Le Big Mac orphelin d’un Big Mec. Vraiment ?

jim-delligattiLe fast food a sa nécrologie : Michaël James Delligatti, né en Pennsylvanie alors que les dernières batailles se livraient dans l’été 1918 en Europe est décédé à Fox Chapel.  Ce Big Mec, fils de migrants italiens est considéré comme le père du Big Mac.

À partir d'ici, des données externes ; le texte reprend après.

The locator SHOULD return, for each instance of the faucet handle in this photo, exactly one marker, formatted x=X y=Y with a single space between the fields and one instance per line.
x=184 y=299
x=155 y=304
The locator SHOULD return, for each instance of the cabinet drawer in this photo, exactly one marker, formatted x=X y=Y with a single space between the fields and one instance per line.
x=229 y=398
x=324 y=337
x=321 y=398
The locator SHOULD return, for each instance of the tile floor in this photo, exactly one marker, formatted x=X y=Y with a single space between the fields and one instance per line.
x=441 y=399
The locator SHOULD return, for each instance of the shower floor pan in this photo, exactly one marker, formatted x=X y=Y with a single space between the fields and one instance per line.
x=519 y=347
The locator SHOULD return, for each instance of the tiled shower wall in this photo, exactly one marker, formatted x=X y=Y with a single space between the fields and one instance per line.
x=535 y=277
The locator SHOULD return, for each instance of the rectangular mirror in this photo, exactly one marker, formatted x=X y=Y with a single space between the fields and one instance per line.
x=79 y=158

Big Mec ?  Chacun jugera mais pour les économistes, fans de chiffres ronflants, de podiums, de « premières fois dans l’histoire », de tout ce bric-à-brac de la pensée informationnelle devenue sensationnelle, Delligatti mérite une nécrologie en bonne et due forme. Delligatti n’aime pas le sandwich traditionnel quand il monte son premier drive in, le Delney’s Drive-in-Restaurant à Uniontown, au sud de Pittsburgh. Il conçoit un nouvel objet comestible à partir du hamburger  dont on sait qu’il s’agit d’une galette de viande hachée qui a volé son nom à une ville allemande. Ce sera deux steaks hachés, une sauce salade un peu piquante, de la laitue pour l’écologie qui pointe son nez, un cornichon pour le craquant, une tranche carrée de fromage pour le design et la couleur, le tout emballé dans trois tranches de pain mou auxquelles quelques graines de sésame vont donner du goût. Son prix ? 45 cents (aujourd’hui 4 dollars). Un an plus tard, McDo rend les armes : le fameux sandwich entre dans le temple de la malbouffe.

Aléas

Delligatti était-il un plagiaire ? Car les multicouches existaient déjà comme il l’a confessé au Los Angeles Times en 1993. Ne pouvant breveter le Big Mac, l’inventeur sans royalties se contentera d’une plaque plantée quelque part.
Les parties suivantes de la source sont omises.